Long before employees were flying for Spirit Airlines, they were driving trucks for them. In 1964, Spirit Airlines was the Clippert Trucking Company. They managed to successfully navigate through an interstate’s worth of cobblestone streets and fly through airspace more turbulent than a class 5 hurricane. Spirit saw their “fare” share of change and were instrumental in writing, publishing and distributing the book on the way we fly & how we pay for our troubles…I mean travels.
Spirit certainly had their fair share of troubles along the way. In 1994, they managed to strand 1,400 customers due to a combination of overbooking & under communicating. In 2000, they wrote a check for $67K to the FAA for allegedly violating federal regulations. This was budget dust compared to the $80 million dollar loss they suffered from 2004 to 2005. Something needed to change. That change was Ben Baldanza; Ben knew a few things about change & culture.
Baldanza changed Spirit’s culture by using his past experiences with other airlines.
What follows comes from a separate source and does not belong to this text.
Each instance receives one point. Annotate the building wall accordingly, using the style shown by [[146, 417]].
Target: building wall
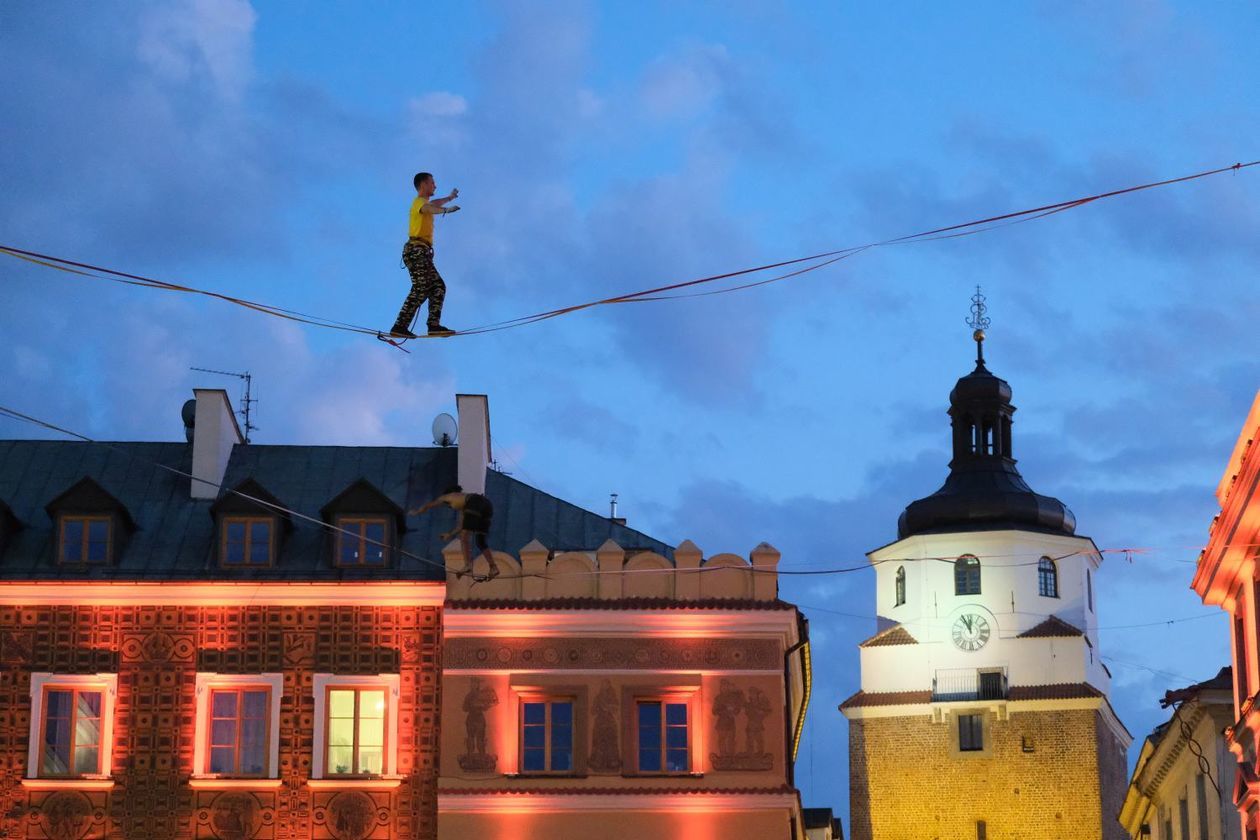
[[909, 781], [156, 652]]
He introduced Spirit to a new business model in use by the uber-low-cost airlines from around the world: “unbundling.” Spirit simply provided the cheapest flight available for customers to reach their destination...nothing more!
Baldanza understood customers didn’t want to subsidize the infrastructure required for a bag they would never check. Around 1/3rd of travelers only brought a carry on. They didn’t need ID tags, baggage handlers, carousels, scanning machines, vehicles to move baggage from terminal to aircraft and back again. And Spirit rocked it, with some of the highest aviation profit margins for 10 years.
Makes sense, right?
Sure. But passengers forgot how cheap the ticket was until they found themselves sitting in seats that didn’t recline, paying to use overhead bins, waiting excessively for flights and getting charged extra to sit with family members. With Spirit, the sky was the limit, everything else you got charged for and that became a problem.
Could Spirit stay this way? Nope. Spirit changed the traditional aviation business forcing their competitors to change as well…which they did. Frontier & Southwest responded to this threat by offering Spirit’s customers a choice to purchase cheap air fare but included the reclining seats. In turn, Spirit was forced to start upgrading their fleet of aircraft and start bringing back the very amenities they dumped in the beginning to keep airfares lower than the rest.
Our journey through this series has hopefully provided you with some thoughts on change & culture. We know change is going to show up on our front porch and we can either open the door to let it in, or we can watch it blow the door off the hinges. Either way, it’s coming to visit. The question is, “what’s the comparative cost between those options?” Look to the lessons learned by Ford, Coca-Cola and Spirit Airlines to help you answer that question from your own business perspective.